Genome-wide transcriptome profiling provides insights into floral bud development of summer-flowering Camellia azalea

Abstract

The transition from vegetative to reproductive growth in woody perennials involves pathways controlling flowering timing, bud dormancy and outgrowth in responses to seasonal cues. However little is known about the mechanism governing the adaptation of signaling pathways to environmental conditions in trees. Camellia azalea is a rare species in this genus flowering during summer, which provides a unique resource for floral timing breeding. Here we reported a comprehensive transcriptomics study to capture the global gene profiles during floral bud development in C. azalea. We examined the genome-wide gene expression between three developmental stages including floral bud initiation, floral organ differentiation and bud outgrowth, and identified nine co-expression clusters with distinctive patterns. Further, we identified the differential expressed genes (DEGs) during development and characterized the functional properties of DEGs by Gene Ontology analysis. We showed that transition from floral bud initiation to floral organ differentiation required changes of genes in flowering timing regulation, while transition to floral bud outgrowth was regulated by various pathways such as cold and light signaling, phytohormone pathways and plant metabolisms. Further analyses of dormancy associated MADS-box genes revealed that SVP- and AGL24- like genes displayed distinct expression patterns suggesting divergent roles during floral bud development.

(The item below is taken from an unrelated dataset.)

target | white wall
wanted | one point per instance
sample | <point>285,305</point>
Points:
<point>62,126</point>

Figure 1. Morphological analysis of floral bud development in C. azalea.

(a–b), apical buds at stage 1 (less than 4 mm) with no detectable changes to vegetative bud; (c–d), apical buds at stage 2 (5–7 mm) in which reproductive development was initiated. Arrows indicated fasciation of apical meristem suggesting the differentiation of floral organs. (e–f), apical bud at stage 3 in which floral buds began organ differentiation and outgrowth. White bar 50 μm; Black bar 200 μm.

Figure 2. Statistics of de novo assembly of transcriptome.

(a), Distribution of length of all contigs. (b), Distribution of length of all Unigenes. (c), The statistics of de novo assembly of transcriptome.

Figure 3. Global analysis of transcriptome datasets of biological replicates and samples.

(a), A dengrogram graph showing global relationships of samples. (b), A bar plot describing number of expressed transcripts after filtering. Samples from 1 to 9 stands for S1-rep1, S1-rep2, S1-rep3, S2-rep1, S2-rep2, S2-rep3, S3-rep1, S3-rep2, S3-rep3.

Figure 4. K-Means clustering of gene expression profiles.

(a), the centroids of nine clusters with different expression patterns. Numbers on the top are the number of genes for each cluster; and red numbers are cluster labels. (b), a heat map plot of nine clusters display the relative expression levels of centroids. Numbers on the right are corresponding to cluster labels in (a).

Figure 5. Analysis of DEGs between floral developmental stages.

(a), A venn diagram of number of unique and common DEGs between different stages. (b), A hierarchical clustering graph of DEGs found between S1–S3 and S2–S3 but not S1–S2. Upper panel showing the DEGs with highest expression levels at stage 3; lower panel showing two clusters with lowest expression levels at stage 3.

Figure 6. GO enrichment of DEGs between floral developmental stages.

(a), the scatterplot of enriched GO terms between stage 1 and stage 2; (b), the scatterplot of enriched GO terms between stage 1 and stage 3; (c), the scatterplot of enriched GO terms between stage 2 and stage 3.

Figure 7. Expression patterns of key flowering regulators.

Gene symbols were derived from TAIR and expression levels of putative orthologs were plotted. The mean values of RPKM of 15 orthologs of cry1, phyB, phyA, VIN3, SVP, AGL24, FVE, FT/TFL1, CO, FD, MAF/FLC, SOC1, AP1, SEP4, and DEF were plotted with standard deviations.

Figure 8. Phylogenetic and expression analyses of MADS-box genes.

(a), A phylogenetic tree containing 19 MADS-box genes from C. azalea and 58 MADS-box genes from Arabidopsis as well as two MADS-box genes from C. japonica. Cyan triangles indicate genes from C. azalea. The red clade indicates the dormancy associated MADS-box genes. Red circles and color squares are corresponding to floral regulators in Arabidopsis: AT5G10140-FLC/MAF, AT2G45660-SOC1, AT4G22950-AGL19, AT4G24540-AGL24, AT2G22540-SVP. (b), Expression patterns of MADS-box genes from C. azalea.